The committee's report (PDF) recommended improving the clarity of provisions in the Bill and ensuring that the powers provided for in the Bill are used appropriately and subject to proper review.
Australia's Inspector-General of Intelligence and Security Dr Vivienne Thom raised concerns earlier this month about the new legislation's lack of clarity for the term "security", arguing that it could expand the Australian Security Intelligence Organisation's (ASIO) power to get metadata for more than just national security purposes.
The new legislation, which is aimed at preventing domestic terrorist threats, originally proposed the collection of biometric and other personal data at the SmartGate systems currently being rolled out in Australian international airports. It also proposed the expansion of biometric data to include fingerprints and iris scans.
The Department of Immigration and Border Protection, along with Customs, would then be able to share that information with other government entities.
However, among the recommendations made by the committee was the request that the government consult with the privacy commissioner in order to carry out a privacy impact statement before introducing future Bills to authorise additional biometric data collection.
"The committee recommends the government consult with the privacy commissioner and conduct a privacy impact statement prior to proposing any future legislative amendments which would authorise the collection of additional biometric data such as fingerprints and iris scans," it said.
"The committee recommends that the Counter-Terrorism Legislation Amendment (Foreign Fighters) Bill 2014 be amended to remove the ability to prescribe the collection of additional categories of biometric information within the Migration Regulations.
"Should this information be required by relevant agencies to ensure Australia's border security, further legislative amendments should be proposed by the government and referred to this committee with appropriate time for inquiry and report," it said.
In its response, the government said it believes that implementing the recommendations would further strengthen the provisions of the Bill, including the safeguards, transparency, and oversight mechanisms.

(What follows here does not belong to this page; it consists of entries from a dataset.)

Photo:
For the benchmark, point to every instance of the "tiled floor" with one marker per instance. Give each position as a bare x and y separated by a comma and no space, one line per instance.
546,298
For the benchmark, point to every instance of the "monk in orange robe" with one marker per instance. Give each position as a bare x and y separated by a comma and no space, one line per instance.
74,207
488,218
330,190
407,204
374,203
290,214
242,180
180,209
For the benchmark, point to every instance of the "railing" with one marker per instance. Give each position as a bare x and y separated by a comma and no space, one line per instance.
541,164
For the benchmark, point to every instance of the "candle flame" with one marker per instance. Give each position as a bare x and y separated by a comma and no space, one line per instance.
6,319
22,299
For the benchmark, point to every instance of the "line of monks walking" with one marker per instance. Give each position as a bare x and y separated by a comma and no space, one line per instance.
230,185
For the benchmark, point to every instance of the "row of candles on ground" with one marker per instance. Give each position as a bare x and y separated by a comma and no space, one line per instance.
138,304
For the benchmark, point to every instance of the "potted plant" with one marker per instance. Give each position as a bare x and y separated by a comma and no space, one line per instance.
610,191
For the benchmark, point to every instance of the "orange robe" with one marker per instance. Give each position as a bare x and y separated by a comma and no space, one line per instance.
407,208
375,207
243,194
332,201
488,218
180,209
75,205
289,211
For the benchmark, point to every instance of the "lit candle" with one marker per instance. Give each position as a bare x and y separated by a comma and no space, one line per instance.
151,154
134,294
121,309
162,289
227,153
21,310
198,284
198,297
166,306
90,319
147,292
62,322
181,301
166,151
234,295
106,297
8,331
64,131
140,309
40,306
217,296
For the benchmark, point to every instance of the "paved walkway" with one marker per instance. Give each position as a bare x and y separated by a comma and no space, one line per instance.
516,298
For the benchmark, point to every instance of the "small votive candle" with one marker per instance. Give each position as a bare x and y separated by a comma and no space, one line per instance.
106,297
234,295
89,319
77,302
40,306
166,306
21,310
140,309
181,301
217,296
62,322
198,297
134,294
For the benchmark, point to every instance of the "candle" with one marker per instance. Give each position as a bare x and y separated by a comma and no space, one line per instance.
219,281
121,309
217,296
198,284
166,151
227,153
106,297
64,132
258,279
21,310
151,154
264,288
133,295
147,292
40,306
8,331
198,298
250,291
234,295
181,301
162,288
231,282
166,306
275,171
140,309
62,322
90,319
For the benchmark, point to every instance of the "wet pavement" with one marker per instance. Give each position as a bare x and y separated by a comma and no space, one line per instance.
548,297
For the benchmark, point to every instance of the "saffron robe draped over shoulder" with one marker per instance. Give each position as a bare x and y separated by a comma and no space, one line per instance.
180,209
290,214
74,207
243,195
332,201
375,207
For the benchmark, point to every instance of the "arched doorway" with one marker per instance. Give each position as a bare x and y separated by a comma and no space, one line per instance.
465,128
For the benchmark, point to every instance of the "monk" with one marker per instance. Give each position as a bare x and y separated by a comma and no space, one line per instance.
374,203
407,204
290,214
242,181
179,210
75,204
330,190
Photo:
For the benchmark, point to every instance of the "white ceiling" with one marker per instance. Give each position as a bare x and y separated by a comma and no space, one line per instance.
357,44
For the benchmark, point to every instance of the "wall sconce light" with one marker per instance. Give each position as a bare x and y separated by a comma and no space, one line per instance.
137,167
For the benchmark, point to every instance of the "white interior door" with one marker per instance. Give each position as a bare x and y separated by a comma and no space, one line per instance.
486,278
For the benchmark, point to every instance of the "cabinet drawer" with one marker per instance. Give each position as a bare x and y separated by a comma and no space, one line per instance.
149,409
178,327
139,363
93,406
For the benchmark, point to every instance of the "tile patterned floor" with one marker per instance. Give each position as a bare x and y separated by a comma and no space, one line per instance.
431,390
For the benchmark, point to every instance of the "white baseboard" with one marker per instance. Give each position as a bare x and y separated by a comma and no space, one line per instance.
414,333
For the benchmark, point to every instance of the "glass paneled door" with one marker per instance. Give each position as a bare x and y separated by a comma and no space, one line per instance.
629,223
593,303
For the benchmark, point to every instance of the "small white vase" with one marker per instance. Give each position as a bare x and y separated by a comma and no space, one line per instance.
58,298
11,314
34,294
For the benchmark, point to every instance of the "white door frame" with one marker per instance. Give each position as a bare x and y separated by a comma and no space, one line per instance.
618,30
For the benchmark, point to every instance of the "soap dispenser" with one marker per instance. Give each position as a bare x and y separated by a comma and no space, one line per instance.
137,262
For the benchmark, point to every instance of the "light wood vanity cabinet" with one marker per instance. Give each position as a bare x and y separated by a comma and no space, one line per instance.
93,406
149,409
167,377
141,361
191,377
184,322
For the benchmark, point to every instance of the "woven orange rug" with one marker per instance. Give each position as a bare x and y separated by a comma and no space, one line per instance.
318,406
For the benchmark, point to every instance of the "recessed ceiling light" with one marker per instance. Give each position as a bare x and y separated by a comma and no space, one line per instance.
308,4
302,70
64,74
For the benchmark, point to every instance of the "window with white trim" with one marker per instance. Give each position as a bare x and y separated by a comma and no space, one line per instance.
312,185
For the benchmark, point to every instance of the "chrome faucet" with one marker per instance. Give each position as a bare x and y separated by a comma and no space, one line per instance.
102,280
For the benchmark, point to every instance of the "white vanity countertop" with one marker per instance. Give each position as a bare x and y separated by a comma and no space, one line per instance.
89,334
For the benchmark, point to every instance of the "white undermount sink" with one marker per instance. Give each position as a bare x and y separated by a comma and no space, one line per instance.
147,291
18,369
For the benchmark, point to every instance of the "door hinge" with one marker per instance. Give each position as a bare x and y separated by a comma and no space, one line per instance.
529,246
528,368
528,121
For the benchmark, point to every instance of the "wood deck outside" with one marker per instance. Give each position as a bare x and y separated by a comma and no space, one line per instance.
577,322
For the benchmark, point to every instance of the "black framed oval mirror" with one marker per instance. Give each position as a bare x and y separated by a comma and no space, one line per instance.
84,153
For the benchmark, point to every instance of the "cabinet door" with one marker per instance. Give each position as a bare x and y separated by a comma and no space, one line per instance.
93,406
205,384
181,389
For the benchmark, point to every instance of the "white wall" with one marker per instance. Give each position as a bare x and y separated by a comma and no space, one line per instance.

"This urgent legislation tackles the escalating threats posed by persons who have participated in foreign conflicts or undertaken training with extremist groups overseas, and also by those who they influence," the federal government said in a statement.
"The government is determined to give our law enforcement, intelligence, and border protection agencies the tools they need to mitigate such threats. The Bill has a direct impact on their ability to protect the Australian public," it said.
The Bill is expected to be put before parliament next week.
On October 1, the first tranche of the government's national security legislation passed the House of Representatives, expanding ASIO's powers to seize and monitor computers and other electronic devices connected to the internet.
The Bill, which passed with amendments in the Senate in September, broadens ASIO's powers to gain access to an unlimited number of computers or networks with a single computer access warrant, disrupt target computers, and use third-party computers not targeted in order to access a target computer.